Since this project is a modified version of the original PDF.js web viewer, some of the code is hard to cleanly separate.

The directory third_party/pdfjs/ contains a copy of the PDF.js distribution bundle (pdfjs-3.10.111-dist.zip) with the following changes:

• changes to viewer.html (original preserved in viewer.html.original)
• removed the example file (web/compressed.tracemonkey-pldi-09.pdf)
• new files added in web-customizations/ (including a vue release bundle under a separate license in third_party/vue)
• added a _headers file for Cloudflare or similar and a redirecting index.html

The third_party/pdfjs/ directory is intended to serve as the webroot.

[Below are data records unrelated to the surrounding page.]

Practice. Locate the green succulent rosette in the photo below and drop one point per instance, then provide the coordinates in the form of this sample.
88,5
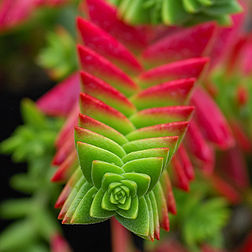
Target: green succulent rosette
176,12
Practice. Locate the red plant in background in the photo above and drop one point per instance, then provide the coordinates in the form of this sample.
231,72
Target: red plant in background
205,133
201,134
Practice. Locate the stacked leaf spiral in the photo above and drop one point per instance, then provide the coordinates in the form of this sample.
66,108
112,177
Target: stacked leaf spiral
129,127
176,12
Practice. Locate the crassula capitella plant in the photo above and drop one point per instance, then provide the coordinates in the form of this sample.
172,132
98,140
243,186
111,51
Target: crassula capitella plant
180,12
14,12
134,112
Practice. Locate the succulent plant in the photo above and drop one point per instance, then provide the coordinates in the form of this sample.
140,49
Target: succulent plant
179,12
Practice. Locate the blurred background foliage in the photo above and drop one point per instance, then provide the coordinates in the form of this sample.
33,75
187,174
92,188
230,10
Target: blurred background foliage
48,59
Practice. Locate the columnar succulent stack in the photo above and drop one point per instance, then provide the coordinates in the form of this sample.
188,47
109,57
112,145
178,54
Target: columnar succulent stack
138,121
132,121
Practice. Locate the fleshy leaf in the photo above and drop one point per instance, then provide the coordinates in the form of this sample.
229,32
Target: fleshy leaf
99,169
149,166
139,225
142,181
88,153
96,210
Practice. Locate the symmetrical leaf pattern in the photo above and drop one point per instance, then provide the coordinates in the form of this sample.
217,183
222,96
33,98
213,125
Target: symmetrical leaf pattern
134,113
179,12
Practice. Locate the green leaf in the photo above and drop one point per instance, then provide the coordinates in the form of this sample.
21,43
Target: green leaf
99,169
140,225
96,209
150,166
142,181
82,212
133,212
88,153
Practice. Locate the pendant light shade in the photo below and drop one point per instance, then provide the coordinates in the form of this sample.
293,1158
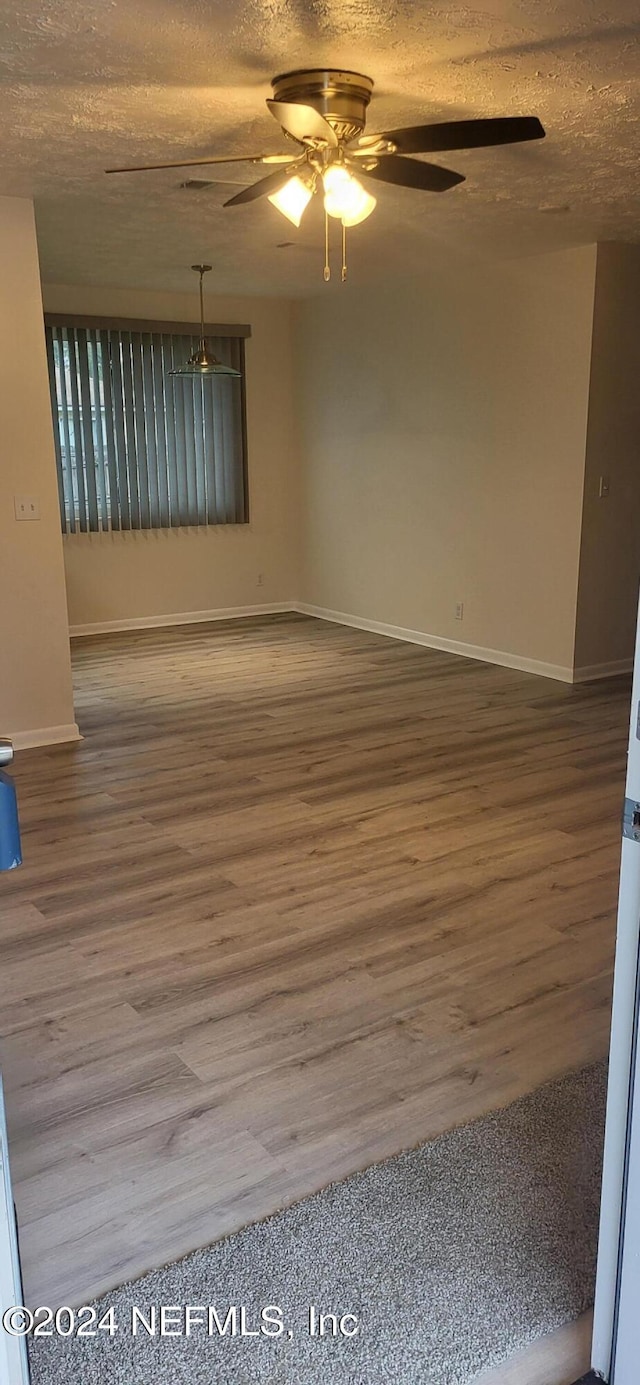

pdfjs-server.py can be used to serve the webroot locally with CSP headers.

To make it easier to pull in new versions of pdf.js, changes should be kept separate as far as possible (i.e. add new files in web-customizations or above the third_party directory unless they need to be elsewhere for technical reasons, try to avoid making changes to files from the pdf.js distribution bundle with the exception of viewer.html).

This application was affected by CVE-2024-4367. The vulnerability allowed PDFs to execute JavaScript under the origin where the viewer was hosted, subject to the Content Security Policy. Since the viewer is meant to be hosted on an isolated origin, the impact was limited.

This is not an officially supported Google product.